Dr. Kalluri and his team of researchers set out to better understand the changes that pancreatic cancer cells undergo to help them grow and proliferate. They found that a key reason these cancer cells grow so rapidly is because they produce an abnormal form of collagen that is not found elsewhere in the body. 

Normal collagen is a heterotrimeric protein. This means that two α1 (alpha 1) chains and one α2 (alpha 2) chain assemble to form a triple-helix structure as part of the extracellular matrix. The collagen that cancer cells produce differs because it expresses only the α1 gene. Therefore, its extracellular matrix is a homotrimer consisting of three α1 chains. This unique extracellular matrix protects cancer cells by repelling T cells, aiding cancer’s ability to survive and multiply.

“It’s a unique collagen that seems to form a shield or protective cloak around cancer cells,” Kalluri explained. “It does not allow the immune system to see the cancer cells, nor kill them.”

To learn more about their discovery, Kalluri and his team created knockout mouse models of pancreatic cancer, meaning they genetically modified cancer cells and implanted them into mice. They removed the homotrimer from the cancer-specific collagen and found that this reduced cancer cell proliferation and immunosuppression in the mice.

Additionally, the researchers also found that deleting the homotrimer reprogrammed the tumor microbiome in mice. The loss of the cancer-specific collagen led to changes in the tumor’s bacterial composition, as well as a decrease in myeloid-derived suppressor cells and an increase in T cells. This was reversed when antibiotics were introduced, which means cancer-specific collagen could support cancer growth by strengthening a tumor-friendly microbiome.

Though the study examined only pancreatic cancer, collagen homotrimers also exist in other types of cancer, including lung and colon, according to Kalluri.  He said this could mean there are broad opportunities to innovate cancer treatment.

“This is a brand new target,” he said. “This new target cancer cells have on their surface lets them live longer and happier. By targeting and blocking that through a drug, we have a brand new treatment modality we can test.”

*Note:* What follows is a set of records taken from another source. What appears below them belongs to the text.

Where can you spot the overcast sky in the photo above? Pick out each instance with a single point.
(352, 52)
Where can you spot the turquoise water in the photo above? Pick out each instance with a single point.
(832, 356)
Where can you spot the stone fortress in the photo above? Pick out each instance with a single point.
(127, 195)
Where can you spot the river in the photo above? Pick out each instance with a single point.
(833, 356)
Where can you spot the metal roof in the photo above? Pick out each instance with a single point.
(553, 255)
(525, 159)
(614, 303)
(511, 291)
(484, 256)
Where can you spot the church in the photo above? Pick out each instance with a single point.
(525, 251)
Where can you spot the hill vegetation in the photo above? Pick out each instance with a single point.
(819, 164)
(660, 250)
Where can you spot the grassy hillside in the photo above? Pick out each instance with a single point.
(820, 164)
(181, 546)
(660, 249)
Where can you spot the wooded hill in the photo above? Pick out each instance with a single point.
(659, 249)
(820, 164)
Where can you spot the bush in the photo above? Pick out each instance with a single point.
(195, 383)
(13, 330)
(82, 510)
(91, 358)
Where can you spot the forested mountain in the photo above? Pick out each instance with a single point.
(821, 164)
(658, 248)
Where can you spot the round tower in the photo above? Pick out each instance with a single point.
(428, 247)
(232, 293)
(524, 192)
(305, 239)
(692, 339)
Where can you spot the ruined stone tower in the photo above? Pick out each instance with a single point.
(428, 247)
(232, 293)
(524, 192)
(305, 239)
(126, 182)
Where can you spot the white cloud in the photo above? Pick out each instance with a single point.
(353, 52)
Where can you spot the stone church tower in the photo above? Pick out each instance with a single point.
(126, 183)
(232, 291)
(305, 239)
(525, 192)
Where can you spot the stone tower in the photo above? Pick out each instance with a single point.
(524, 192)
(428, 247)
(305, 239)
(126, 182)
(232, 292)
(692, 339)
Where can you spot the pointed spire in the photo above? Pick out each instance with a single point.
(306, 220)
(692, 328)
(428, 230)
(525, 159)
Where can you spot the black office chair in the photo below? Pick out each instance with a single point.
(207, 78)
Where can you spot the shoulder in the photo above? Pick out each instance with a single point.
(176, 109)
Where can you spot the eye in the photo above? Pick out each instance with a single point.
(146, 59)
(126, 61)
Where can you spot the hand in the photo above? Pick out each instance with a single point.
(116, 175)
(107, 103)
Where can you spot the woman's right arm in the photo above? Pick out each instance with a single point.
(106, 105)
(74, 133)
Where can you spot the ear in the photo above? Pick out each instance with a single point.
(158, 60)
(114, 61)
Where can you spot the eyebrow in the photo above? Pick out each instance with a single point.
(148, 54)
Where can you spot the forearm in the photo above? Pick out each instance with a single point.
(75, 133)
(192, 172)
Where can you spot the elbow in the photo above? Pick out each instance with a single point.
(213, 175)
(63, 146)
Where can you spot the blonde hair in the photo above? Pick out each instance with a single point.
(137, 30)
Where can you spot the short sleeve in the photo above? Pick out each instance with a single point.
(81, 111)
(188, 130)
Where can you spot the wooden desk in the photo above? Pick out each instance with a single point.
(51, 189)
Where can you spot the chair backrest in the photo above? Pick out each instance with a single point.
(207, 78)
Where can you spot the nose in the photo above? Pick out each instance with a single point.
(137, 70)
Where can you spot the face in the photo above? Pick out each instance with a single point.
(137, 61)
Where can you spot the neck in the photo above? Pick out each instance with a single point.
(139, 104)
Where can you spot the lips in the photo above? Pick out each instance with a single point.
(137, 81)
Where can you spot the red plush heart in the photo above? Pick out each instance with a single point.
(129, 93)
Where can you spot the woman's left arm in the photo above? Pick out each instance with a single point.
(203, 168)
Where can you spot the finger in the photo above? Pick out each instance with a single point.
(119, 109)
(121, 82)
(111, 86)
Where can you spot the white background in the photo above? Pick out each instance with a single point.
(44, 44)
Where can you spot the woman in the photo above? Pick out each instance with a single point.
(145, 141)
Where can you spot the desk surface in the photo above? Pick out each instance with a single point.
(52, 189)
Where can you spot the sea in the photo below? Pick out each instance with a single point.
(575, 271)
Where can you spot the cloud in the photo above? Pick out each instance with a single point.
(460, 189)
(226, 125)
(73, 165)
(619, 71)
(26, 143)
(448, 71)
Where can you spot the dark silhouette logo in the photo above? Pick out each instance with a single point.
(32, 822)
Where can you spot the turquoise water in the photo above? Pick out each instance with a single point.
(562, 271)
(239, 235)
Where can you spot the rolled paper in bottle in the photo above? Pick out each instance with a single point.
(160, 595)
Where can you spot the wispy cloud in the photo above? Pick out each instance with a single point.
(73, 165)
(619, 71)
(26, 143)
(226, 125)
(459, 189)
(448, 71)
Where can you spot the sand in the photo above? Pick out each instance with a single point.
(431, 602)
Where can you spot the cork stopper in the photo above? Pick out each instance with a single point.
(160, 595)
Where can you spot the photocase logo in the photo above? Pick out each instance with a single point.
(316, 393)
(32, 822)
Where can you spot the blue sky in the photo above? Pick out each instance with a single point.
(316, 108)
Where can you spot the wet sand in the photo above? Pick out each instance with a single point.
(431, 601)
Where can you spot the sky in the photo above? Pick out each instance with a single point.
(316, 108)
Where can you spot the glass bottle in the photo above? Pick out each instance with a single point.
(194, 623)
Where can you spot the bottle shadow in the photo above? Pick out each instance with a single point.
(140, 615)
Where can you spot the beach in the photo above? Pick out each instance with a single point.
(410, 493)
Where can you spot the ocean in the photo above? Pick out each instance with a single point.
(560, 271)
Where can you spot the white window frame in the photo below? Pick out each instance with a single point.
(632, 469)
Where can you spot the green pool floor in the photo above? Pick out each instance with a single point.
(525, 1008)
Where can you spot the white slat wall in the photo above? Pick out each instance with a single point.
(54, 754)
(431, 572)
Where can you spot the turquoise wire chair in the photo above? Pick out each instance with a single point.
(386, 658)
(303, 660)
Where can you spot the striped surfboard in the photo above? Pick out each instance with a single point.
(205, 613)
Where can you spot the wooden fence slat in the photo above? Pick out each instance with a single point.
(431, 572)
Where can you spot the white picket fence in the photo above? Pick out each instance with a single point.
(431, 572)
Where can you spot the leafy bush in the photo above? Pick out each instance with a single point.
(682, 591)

The discovery of cancer-specific collagen opens the door for researchers to create drugs that can target and attack the homotrimer to kill cancer cells. Kalluri said his team will continue their research to understand more about cancer-specific collagen so that drug developers can be more informed in their eventual efforts to develop novel oncology therapeutics.

“This opens up a huge opportunity for biopharma companies,” he said. “This work would be of great interest to the pharmaceutical industry and people who invest in it.”